All this work resulted in a clean, but badly pitted surface. So it was time for some more sanding, and then some more, and then even more, until finally it had a smoother and less-pitted surface.
Everything was then degreased using solvent and allowed to dry. When working with chemicals, do follow their instructions for use. In this case new rust had appeared overnight, making more work for me.
I had plenty of black aerosol paint, but decided to use some bluing solution instead following a second clean-up. Two coats were wiped over, and when these were dry I applied some oil to seal the surface. The small parts of the rifle were also treated before I fitted them back onto the action.
Any normal person would now have been running with the thing back to its owner, but I began looking at the stock. Under what looked like industrial floor paint there was some nice Indonesian rubberwood.
Sanding stocks is very time-consuming, so I used a Stanley blade held at a sharp angle to the surface to gently scrape away the old paint. Drawing it back and forth literally ploughs away the finish.

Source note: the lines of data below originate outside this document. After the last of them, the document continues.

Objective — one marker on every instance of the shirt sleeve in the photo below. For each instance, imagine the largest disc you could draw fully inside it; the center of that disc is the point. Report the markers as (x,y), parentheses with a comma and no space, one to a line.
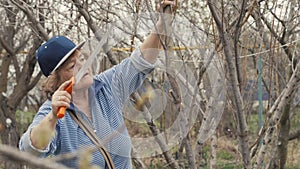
(25,143)
(124,78)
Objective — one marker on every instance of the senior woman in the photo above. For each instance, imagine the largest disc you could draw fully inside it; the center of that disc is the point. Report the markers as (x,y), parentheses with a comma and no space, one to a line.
(48,134)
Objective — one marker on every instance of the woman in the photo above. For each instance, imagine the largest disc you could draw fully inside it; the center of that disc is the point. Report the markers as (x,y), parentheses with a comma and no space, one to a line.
(98,100)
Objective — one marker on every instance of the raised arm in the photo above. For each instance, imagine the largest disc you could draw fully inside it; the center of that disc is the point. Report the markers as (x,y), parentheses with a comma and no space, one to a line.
(152,44)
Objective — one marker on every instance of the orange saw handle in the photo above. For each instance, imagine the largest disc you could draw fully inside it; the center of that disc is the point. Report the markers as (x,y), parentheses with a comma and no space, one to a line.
(61,110)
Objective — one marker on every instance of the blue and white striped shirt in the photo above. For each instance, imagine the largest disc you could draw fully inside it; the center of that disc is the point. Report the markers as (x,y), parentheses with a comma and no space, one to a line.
(108,93)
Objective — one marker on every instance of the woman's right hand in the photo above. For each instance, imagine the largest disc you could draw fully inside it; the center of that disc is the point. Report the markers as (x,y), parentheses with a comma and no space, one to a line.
(61,98)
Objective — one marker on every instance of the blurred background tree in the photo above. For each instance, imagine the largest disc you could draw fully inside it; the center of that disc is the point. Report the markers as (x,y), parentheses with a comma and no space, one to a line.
(256,41)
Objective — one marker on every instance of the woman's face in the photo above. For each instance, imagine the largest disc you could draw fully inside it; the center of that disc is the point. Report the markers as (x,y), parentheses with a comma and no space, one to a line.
(72,66)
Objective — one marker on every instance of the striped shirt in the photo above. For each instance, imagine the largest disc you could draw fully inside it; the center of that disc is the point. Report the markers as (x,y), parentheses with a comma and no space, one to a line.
(107,95)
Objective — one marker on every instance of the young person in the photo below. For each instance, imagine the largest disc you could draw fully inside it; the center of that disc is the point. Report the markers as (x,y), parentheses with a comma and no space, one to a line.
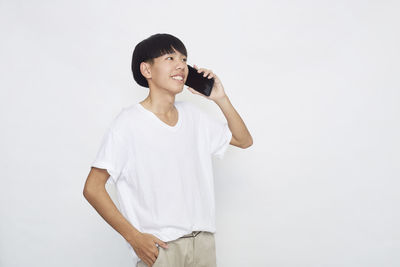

It still took me some time though, was hard on the fingers, and occasionally the blade dug in and I gouged away some skin – but it was worth it. Afterwards a light sanding with some wet and dry paper in a medium grit finished off the wood.
After a wipe-down, some wood dye was applied. After it had dried it was sealed with some water-based gloss varnish – it was all that was to hand. As I’d half-expected it looked worse than a badger’s behind, so this was then rubbed back with some wire wool. A second coat was applied and again rubbed back, this time leaving a much smoother, satin surface.
Back at the farm the air rifle was revealed to the farmer. Stunned he was! But after all that effort I still didn’t get myself that permission, because the farmer said he wanted to try for the rabbits himself with his ‘new’ gun! At least I learned a few things along the way.